Idealized Simulations of the Marine Atmospheric Boundary Layer Response to Varying Coastal Land Surface Properties

Land surface properties are widely known to influence weather in coastal environments, primarily through their effects on surface drag, albedo, and the partitioning between surface latent and sensible heat fluxes. Although the local impacts of varying land surface properties on the overlying atmosphere have been studied extensively, considerably less research has explored how the land surface influences weather in the adjacent offshore environment. In this study, we conduct a set of idealized, cloud-resolving simulations with the Navy’s Coupled Ocean Atmospheric Prediction System (COAMPS) for a domain bisected by a north-south oriented coastline. We vary latitude, coastal soil moisture, and the large-scale atmospheric winds among these simulations in order to understand how properties of the marine atmospheric boundary layer respond to these changes at different distances away from the coast.
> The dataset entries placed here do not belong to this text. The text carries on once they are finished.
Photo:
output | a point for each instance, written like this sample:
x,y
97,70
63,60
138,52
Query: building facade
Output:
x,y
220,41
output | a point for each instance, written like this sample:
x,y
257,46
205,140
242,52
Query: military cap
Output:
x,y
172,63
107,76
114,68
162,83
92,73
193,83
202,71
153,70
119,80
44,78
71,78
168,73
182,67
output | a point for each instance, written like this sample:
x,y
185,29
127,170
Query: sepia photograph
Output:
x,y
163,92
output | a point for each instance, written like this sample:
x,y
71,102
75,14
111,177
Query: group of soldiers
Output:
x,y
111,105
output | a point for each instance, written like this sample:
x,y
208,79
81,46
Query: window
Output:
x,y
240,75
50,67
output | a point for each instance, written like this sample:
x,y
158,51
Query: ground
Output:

We find that at low latitudes, sea breeze circulations extend up to 200 km offshore and result in a 10-15% reduction in the height of the marine atmospheric boundary layer. Decreasing soil moisture expectedly strengthens the diurnal sea breeze circulation by increasing land-sea temperature contrasts, but does not noticeably change the diurnal evolution of the boundary layer height offshore. At higher latitudes, the Coriolis force increasingly limits the offshore extent of land surface influences unless there is significant synoptic-scale flow to transport land-modified air masses offshore. We discuss the implications of these results in terms of how the land surface impacts mesoscale atmospheric predictability in the littoral environment under different flow regimes.